Disruption is increasingly happening for freight movers as they seek to cross the United States’ borders with Mexico and Canada, and it’s not the positive technological change often associated with that word.
Instead, it’s delayed freight or higher costs, as tariffs and uncertainty about the reworked NAFTA trade agreement are vexing trucking companies as they seek to do business in North American markets, according to two speakers at Jump Start 2019, SMC3’s 28th annual conference.
The new trade pact with Canada and Mexico — known as USMCA — has not been ratified by Congress. The now-ended government shutdown will delay reports to Congress on USMCA, dace Sider, vice president of government and regulatory affairs for Livingston International, a customs brokerage and compliance consulting firm based in Toronto and Chicago.
“It’s very unlikely we are going to see anything in terms of ratification … by the end of 2019,” Sider said at a Jan. 28 forum.
Sider said small supply companies could start to feel the pain of Trump’s trade policies soon, especially if their profit margin is about 10%.
On the Canadian side of the border, federal elections will be held in the fall, casting doubt on quick Canadian ratification of USMCA, Sider told an audience of logistics and trucking executives.
It’s all the more vital that shipping documentation is complete, she said. Details are driving the difference between goods affected by tariffs and goods not affected by tariffs, Sider said. Slapping a label of “Pampers” on a shipment of baby diapers won’t cut it with Canadian customs officials, she added.
Given the nature of supply chains, shipping and trade policies, companies should be prepared for further disruptions in North American trade.
“We don’t envision anytime soon that it will be less complex,”she said. “It will probably be much more complex.”
On the southern side of the U.S. border, there are differences not necessarily affected by trade disputes.
“One of the big disruptions is lack of education on international trade,” said Federico Zuniga, executive director of the Educational Institute of the National Customs Brokers and Forwarders Association of America, or NEI.
Zuniga said he knows of members of Congress who had to tour the border to get an idea of the type of trade that Mexico and the United States conduct daily. In just one day, Zuniga said, about 18,000 trucks cross the Rio Grande at just the Laredo, Texas, border point alone.

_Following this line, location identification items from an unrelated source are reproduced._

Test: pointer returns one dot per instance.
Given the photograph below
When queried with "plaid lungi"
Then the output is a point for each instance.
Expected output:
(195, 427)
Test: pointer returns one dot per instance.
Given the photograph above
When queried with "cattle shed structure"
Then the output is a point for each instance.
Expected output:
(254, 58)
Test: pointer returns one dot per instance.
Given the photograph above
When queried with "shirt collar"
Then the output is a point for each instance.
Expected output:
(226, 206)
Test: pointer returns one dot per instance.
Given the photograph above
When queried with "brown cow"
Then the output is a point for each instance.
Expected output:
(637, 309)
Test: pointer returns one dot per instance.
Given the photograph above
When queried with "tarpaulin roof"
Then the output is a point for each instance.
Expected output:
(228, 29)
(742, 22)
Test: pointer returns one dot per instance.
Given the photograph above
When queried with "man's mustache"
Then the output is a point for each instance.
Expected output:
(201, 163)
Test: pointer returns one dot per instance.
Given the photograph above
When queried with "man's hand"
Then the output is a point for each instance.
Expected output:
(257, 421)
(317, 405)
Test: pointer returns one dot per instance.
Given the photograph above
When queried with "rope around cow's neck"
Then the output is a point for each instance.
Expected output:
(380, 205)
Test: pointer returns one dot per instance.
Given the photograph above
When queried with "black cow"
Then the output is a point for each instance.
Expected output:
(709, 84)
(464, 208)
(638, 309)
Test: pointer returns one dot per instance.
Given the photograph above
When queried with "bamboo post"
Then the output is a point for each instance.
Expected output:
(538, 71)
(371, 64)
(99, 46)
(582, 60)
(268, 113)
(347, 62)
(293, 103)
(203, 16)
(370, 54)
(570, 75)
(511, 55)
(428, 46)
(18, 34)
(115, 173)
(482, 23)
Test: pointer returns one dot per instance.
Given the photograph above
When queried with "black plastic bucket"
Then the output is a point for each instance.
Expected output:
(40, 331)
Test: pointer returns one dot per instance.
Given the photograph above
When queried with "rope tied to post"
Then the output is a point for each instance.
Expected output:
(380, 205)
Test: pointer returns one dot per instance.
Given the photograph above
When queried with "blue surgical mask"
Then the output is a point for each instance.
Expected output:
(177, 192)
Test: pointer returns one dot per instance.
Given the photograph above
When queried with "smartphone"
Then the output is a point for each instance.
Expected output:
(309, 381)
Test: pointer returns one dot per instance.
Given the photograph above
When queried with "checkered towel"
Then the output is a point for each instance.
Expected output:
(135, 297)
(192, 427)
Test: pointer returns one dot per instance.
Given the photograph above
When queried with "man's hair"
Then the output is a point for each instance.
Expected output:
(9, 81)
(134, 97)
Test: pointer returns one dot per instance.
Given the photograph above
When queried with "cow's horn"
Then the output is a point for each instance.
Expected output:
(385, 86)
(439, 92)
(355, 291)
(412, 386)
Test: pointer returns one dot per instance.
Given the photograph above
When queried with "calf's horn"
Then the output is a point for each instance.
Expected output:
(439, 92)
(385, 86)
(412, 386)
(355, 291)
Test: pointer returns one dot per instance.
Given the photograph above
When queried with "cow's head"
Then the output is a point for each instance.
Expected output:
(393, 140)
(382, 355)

Mexico and Canada collect value-added taxes (VAT) at the border, when goods are imported, which complicates the process, Zuniga said.
Mexican brokers also are responsible for the entry, not the importer of record, he said. That means fines and even jail time fall on them.
“[Brokers are] definitely going to slow the process down and make sure everything is in line,” Zuniga said.
Mexico also doesn’t have bonding, unlike Canada and the United States. Bonding protects the government revenue, he added.
“Most Mexican brokers will not clear your goods into Mexico without having the duties and the VAT in their bank accounts so they can pay prior to clearance,” Zuniga said. “That becomes a big issue because most importers and exporters aren’t used to that. …You have to give it to them or [the goods] will sit on the border.”